Table Read

Table Read

Author Toni Tipton-Martin strikes up a conversation about food, race, and love.

Dedicated “for us all,” there is a message for everyone in The Jemima Code: Two Centuries of African-American Cookbooks, a book that explores and celebrates the contributions of African-American women—and a few men—to American cuisine. Written by food writer and cookbook author Toni Tipton-Martin and published by UT Press, the book won this year’s James Beard Award for Reference and Scholarship—the culinary industry’s equivalent of a Pulitzer—and the American Librarian Association named it one of the best books published by university presses last year. Tipton-Martin, who also previously partnered with UT Elementary to teach kids about healthy eating, spoke with the Alcalde about why the book resonates.

Alcalde: Congratulations on the awards. What has this recognition signified to you?

Toni Tipton-Martin: I see the James Beard Award and other accolades as indications that the industry is broadening its interest and respect for new voices representing Southern and American cooking. There is a debate in the food world about appropriations and who created what first. I’m not interested in tearing apart a history that is so tightly woven between the black women and the white women who were in the kitchen together. What I am interested in is creating an opportunity for us to have a seat at the table and for our voices to be heard. This doesn’t require the unraveling of someone else’s history, or removing a seat. It simply means that we need to all squeeze in and make more room.

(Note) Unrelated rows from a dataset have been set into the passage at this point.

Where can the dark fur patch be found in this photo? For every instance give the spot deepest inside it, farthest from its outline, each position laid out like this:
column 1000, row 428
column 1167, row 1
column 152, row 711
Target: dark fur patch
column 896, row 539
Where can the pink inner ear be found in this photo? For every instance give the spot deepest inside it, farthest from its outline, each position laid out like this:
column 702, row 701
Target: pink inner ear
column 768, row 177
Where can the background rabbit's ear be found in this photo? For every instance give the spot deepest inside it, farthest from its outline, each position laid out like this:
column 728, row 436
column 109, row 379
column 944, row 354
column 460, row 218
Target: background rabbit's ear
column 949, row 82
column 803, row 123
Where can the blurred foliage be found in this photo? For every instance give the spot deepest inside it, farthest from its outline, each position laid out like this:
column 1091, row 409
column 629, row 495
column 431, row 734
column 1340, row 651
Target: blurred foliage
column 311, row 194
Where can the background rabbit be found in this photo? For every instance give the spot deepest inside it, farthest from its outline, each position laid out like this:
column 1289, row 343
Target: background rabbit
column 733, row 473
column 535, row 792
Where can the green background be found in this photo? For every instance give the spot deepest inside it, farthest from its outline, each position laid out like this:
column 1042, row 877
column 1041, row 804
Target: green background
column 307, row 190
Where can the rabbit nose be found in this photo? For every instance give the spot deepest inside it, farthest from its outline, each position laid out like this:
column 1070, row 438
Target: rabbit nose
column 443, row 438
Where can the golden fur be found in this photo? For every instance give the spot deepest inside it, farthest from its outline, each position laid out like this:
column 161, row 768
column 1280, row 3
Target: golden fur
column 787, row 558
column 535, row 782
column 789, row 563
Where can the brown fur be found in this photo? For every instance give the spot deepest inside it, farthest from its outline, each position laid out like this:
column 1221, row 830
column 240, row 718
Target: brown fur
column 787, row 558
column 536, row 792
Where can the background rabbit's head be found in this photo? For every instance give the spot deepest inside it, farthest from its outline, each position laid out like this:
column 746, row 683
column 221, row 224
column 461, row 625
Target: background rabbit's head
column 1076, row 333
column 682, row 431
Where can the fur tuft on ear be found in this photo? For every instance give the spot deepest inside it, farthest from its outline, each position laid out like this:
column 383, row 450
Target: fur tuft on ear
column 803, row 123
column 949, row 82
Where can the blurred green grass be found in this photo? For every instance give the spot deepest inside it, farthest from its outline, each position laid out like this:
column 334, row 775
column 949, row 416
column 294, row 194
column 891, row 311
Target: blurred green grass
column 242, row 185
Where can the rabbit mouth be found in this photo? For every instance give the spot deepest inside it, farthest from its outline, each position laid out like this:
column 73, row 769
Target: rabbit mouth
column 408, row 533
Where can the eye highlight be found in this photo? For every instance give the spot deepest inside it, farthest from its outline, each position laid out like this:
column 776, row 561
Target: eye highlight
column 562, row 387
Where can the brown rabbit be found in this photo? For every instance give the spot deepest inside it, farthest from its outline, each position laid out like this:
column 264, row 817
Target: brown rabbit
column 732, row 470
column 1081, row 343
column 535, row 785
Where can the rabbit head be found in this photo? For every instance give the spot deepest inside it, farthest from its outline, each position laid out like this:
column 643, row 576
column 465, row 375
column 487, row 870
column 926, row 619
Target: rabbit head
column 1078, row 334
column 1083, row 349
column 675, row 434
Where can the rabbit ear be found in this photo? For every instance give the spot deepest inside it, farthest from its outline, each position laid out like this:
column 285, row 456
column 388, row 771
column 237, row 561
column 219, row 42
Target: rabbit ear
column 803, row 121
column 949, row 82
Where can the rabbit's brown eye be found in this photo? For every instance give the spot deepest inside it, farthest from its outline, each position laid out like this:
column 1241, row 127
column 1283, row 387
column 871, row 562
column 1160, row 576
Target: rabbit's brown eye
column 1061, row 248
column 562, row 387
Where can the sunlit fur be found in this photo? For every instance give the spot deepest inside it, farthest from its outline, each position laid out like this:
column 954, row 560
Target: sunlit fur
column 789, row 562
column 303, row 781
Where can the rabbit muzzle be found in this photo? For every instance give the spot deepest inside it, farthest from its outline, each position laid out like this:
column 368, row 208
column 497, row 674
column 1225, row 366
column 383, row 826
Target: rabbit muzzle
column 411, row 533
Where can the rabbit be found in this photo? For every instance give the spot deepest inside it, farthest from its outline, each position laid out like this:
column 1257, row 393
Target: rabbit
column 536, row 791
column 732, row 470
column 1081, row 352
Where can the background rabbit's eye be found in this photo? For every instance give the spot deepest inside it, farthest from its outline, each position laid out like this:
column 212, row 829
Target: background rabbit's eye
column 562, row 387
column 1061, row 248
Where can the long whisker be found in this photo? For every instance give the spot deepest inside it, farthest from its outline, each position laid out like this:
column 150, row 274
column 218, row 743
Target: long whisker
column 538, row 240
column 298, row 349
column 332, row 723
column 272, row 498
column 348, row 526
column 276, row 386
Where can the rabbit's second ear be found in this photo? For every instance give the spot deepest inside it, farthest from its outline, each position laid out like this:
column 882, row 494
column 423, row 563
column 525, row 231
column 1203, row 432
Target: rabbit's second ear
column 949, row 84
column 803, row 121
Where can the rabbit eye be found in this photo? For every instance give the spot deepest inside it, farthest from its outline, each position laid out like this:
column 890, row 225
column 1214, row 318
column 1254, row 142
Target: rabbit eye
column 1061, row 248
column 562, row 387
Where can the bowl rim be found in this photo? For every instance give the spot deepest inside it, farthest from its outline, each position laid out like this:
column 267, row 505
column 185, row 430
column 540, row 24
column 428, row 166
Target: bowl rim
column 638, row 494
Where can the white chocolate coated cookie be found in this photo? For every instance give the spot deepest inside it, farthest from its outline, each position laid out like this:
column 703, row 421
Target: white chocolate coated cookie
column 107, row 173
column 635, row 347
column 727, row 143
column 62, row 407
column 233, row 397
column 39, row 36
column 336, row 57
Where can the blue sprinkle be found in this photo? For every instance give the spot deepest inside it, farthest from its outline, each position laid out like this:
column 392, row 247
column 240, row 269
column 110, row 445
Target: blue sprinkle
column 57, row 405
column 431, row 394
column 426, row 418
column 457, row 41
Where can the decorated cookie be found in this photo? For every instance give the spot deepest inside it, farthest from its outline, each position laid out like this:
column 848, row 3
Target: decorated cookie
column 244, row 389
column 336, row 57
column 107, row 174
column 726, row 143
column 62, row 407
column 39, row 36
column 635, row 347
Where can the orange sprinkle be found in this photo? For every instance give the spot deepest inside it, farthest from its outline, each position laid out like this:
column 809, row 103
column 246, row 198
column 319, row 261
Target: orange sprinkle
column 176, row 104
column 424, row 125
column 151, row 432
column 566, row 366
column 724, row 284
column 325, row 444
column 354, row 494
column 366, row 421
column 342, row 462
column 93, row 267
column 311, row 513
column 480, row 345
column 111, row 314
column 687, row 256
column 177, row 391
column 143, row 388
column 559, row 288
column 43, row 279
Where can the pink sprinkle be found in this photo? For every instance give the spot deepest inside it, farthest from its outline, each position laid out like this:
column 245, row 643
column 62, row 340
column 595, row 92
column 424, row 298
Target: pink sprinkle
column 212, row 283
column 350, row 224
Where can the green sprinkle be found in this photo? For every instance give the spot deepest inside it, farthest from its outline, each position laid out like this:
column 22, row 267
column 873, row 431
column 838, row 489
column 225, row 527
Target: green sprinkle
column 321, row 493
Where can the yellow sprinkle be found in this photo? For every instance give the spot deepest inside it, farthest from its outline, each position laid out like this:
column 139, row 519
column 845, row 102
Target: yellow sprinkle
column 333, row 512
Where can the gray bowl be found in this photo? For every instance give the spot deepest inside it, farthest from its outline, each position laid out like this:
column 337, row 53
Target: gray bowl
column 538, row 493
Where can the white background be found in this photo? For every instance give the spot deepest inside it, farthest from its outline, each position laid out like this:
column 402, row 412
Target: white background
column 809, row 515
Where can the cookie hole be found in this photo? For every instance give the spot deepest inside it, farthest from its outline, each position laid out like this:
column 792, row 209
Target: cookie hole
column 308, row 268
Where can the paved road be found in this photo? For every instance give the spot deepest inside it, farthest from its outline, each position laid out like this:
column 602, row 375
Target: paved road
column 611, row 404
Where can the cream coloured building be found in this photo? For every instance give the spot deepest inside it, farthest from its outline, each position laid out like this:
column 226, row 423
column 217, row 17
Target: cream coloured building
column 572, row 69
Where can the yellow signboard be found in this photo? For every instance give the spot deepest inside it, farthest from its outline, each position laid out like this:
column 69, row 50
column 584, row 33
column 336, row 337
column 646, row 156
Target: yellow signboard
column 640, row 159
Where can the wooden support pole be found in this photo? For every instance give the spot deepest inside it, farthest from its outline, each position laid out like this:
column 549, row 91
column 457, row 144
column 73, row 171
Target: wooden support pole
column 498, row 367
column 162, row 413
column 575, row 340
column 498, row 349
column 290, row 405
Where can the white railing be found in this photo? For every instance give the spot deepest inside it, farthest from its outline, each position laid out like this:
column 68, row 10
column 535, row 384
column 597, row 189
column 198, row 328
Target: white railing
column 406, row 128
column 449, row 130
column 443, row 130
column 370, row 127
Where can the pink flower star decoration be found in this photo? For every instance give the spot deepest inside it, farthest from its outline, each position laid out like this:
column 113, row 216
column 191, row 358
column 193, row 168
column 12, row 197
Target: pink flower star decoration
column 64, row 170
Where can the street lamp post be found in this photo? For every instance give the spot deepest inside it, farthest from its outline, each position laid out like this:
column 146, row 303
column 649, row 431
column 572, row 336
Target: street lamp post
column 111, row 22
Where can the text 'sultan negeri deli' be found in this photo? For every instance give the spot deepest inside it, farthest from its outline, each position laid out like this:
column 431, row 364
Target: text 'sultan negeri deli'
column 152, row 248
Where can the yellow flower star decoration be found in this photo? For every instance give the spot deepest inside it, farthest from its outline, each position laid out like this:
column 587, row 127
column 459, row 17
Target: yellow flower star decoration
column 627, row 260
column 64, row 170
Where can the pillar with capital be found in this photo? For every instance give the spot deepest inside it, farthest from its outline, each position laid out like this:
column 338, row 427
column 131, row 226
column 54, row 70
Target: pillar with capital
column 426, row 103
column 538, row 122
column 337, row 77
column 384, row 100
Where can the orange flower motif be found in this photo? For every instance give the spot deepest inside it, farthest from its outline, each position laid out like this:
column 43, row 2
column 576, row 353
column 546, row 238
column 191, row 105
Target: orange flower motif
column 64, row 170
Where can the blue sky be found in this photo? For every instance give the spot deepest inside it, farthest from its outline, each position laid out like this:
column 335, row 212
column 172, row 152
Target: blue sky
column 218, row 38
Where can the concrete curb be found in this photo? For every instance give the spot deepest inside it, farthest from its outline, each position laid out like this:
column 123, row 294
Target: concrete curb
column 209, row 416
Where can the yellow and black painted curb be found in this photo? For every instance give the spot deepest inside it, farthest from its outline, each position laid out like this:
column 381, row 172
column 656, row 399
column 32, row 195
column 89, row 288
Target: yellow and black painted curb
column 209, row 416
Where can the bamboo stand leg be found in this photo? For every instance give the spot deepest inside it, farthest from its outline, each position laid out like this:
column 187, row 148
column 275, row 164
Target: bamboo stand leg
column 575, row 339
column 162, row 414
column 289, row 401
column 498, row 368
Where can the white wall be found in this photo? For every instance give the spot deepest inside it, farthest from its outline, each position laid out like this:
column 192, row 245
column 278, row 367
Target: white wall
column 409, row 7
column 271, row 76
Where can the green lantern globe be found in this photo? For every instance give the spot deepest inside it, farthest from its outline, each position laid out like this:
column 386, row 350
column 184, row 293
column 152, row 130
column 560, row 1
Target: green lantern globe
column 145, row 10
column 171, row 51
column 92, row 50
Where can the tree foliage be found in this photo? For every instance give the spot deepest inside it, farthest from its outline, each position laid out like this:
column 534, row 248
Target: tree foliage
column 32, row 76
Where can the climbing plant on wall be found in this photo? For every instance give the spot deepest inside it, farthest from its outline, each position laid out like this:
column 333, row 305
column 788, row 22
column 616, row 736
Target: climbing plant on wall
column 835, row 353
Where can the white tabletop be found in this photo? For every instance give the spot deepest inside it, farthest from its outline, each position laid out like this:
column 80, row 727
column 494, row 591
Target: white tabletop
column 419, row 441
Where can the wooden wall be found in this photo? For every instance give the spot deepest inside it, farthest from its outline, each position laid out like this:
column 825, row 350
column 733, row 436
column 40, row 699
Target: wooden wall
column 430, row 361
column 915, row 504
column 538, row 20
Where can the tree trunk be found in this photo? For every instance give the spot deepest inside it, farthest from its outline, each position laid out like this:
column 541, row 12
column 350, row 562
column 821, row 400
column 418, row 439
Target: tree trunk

table-read-2More books, blogs, and restaurants are popping up that celebrate African-American cooking, like The Cecil in Harlem and Afro-Vegan by Bryant Terry. How does The Jemima Code fit into this larger dialogue?

Now there are more voices contributing to the conversation. With the rise of social media, young people are tracing, exploring, and sharing their history and are no longer bound by the limitations of what a publisher will publish or what a newspaper will interview them about. That said, the authors featured in The Jemima Code have been doing this for years. In 1948, the editor of Ebony magazine gathered recipes from 1,000 middle-class readers to prove  that urban poverty and the rural South didn’t exclusively define the African-American culinary experience.

Ten years later, the National Council of Negro Women, an advocacy group in Washington, D.C., had the same motive. The fact that these new voices are now conspicuous is influenced by the fact that they have a platform that those who came before didn’t have.

In the book you write: “And they also salved wounds, nurtured spirits, and imparted wisdom over steaming plates of nourishment.” In an era of fast food and dieting,  have we lost some of this connection between food and love?

As we move away from this idea that one cooks as the expression of the heart, it becomes something you just do every day at five o’clock, or it’s this elaborate practice of creating architectural food that lacks the warmth of someone who stood in the kitchen, stripped all of the corn off the cob for you, and then milked that cob to make sure you got every ounce of nutrition out of it.

In the chapter on domestic servants in The Jemima Code, these women had to not only put a hot meal on the table for their employers, but in their own homes, too. They were working women who were also raising children. Yet there are descendants of these women who describe with great love and affection the meals that were made for them, saying, “We didn’t even realize we were poor.” These women could have easily gotten frustrated, given up, and thrown food on the plate, but they didn’t.

Where do you see reviving cultural heritage fitting into the dialogue about how to improve health and the way we eat?

I believe that when individuals are healthy in body, spirit, and mind, they create a healthier community, which leads to a healthier world. We all get so caught up in the business of our day and we don’t think we have time for cooking. It didn’t take anything for an ancestor to take a sweet potato, stick it in a fire, and wait for it to roast. We can do the same thing.

The foods on the list of the healthiest things that you can eat are associated with the traditional African-American diet—dark leafy greens, sweet potatoes, whole grains, very little meat, watermelon—foods that we have been propagandized into avoiding so that we will consume the fast foods that are put in our communities.

I’m trying to get people to also see women and men featured in The Jemima Code as sources of healthier living. There is a mental health component to restoring our pride in our community, but the book also speaks to the physical aspect of health, too.